The UN Security Council has unanimously voted to renew the mandate of its peacekeeping force in the unsettled Democratic Republic of Congo for one year.
The resolution on Monday made protection of the population in the east of the country, where government troops have been battling Tutsi fighters, the priority for the force, known as Monuc.
There have been accusations that soldiers and rebels have carried out atrocities against civilians in North and South Kivu provinces since fighting intensified in August.

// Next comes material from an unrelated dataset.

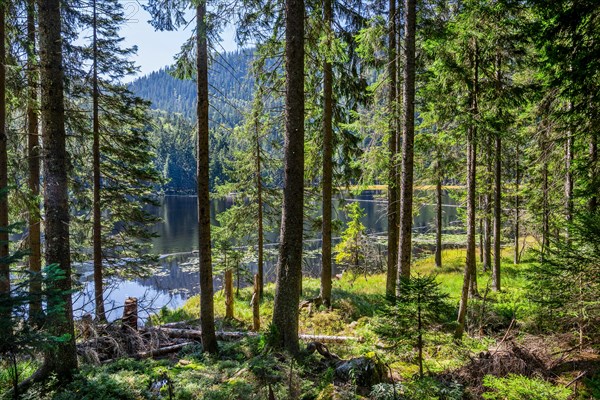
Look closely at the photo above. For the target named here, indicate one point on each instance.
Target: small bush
(518, 387)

About 250,000 people have been displaced from the regions.
Resolution 1856, which commences on January 1, authorises "the continuation ... of up to 19,815 military personnel, 760 military observers, 391 police personnel and 1,050 personnel of formed police units."
It directs Monuc "to attach the highest priority to addressing the crisis in the Kivus [eastern DRC], in particular the protection of civilians, and to concentrate progressively during the coming year its action in the eastern part of the Democratic Republic of Congo."

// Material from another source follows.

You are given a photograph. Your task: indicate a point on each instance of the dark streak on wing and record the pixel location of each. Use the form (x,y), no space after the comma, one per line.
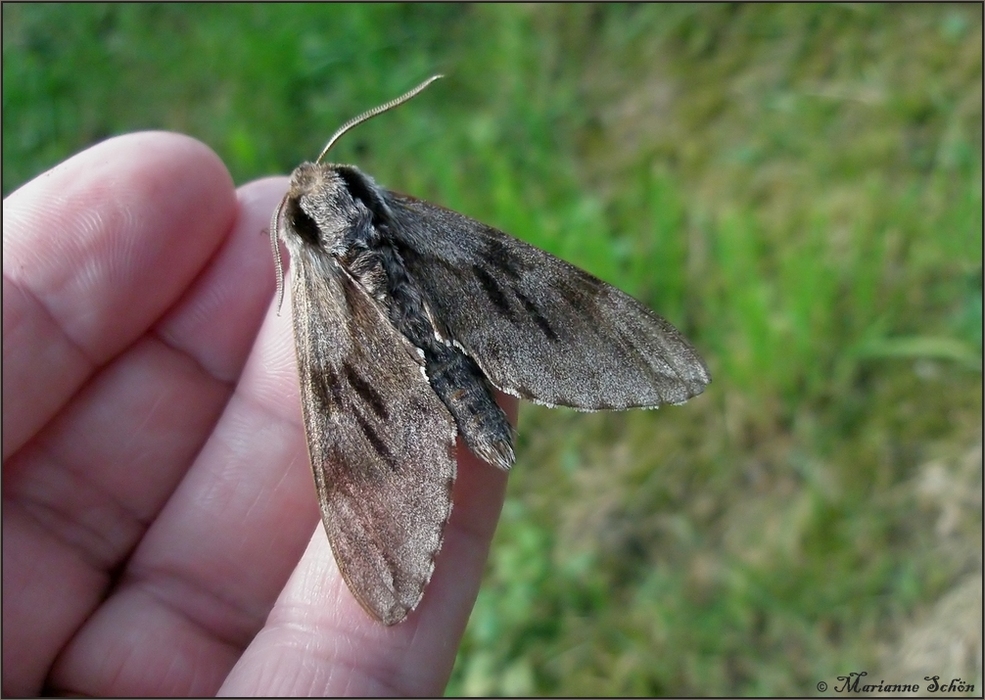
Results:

The incumbent detail of 17,000 peacekeepers have been accused by rights groups of not doing enough to protect citizens in DR Congo, affected by increased fighting between the Tutsi National Council for the Defence of the People (CNDP) rebel forces and the army since August.
The UN has complained that their force is not large enough to cope with the crisis in a country the size of western Europe and has had too narrow a mandate.
The resolution's text is said to have now been bolstered by saying that Monuc should work "in close co-operation with" DR Congo's government rather than "support" the army.
Monuc is also mandated to act independently against armed groups threatening civilians and humanitarian and UN personnel.
|Hundreds of thouands of people have been displaced in the east of the DR Congo [EPA]
"This is important because the [Congolese army] in its present status cannot be the sole foundation for the strategy against armed groups," Karel De Gucht, the Belgian foreign minister, told the security council.
"It can now also take action if uncontrolled elements of the [Congolese army] are at the source of violent acts against the population."
Jean-Maurice Ripert, France's UN ambassador, said the resolution sent a clear message that Monuc was empowered to act against those who would endanger the peace process.
Ripert said the text declares that regional states "must co-operate with the DRC government to help bring about a return to lasting peace and security on DRC territory."
"We welcome the reinforcement of the bilateral Rwanda-DRC dialogue which we view as one of the keys to regional stability."
Rwanda's Tutsi-led government has been accused of assisting the CNDP, which is led by Laurent Nkunda, a renegade Tutsi general.
Nkunda accuses the government and armed forces of Jospeh Kabila, the DR Congo president, of supporting Rwandan Hutu rebels during the Rwandan genocide in 1994.
On Monday, the CNDP threatened to pull out of the next round of peace talks in January unless negotiators address violations of the ceasefire by the government.
The rebel group accuses the government of occupying a vacated buffer zone between the two forces that is supposed to be controlled by the UN.
Resolution 1856 also authorizes Monuc to use "its monitoring and inspection capacities to curtail the provision of support to illegal armed groups derived from illicit trade in natural resources."
The eastern region is rich in minerals, such as tin ore, gold and coltan, underlining the a decade of conflict in the region.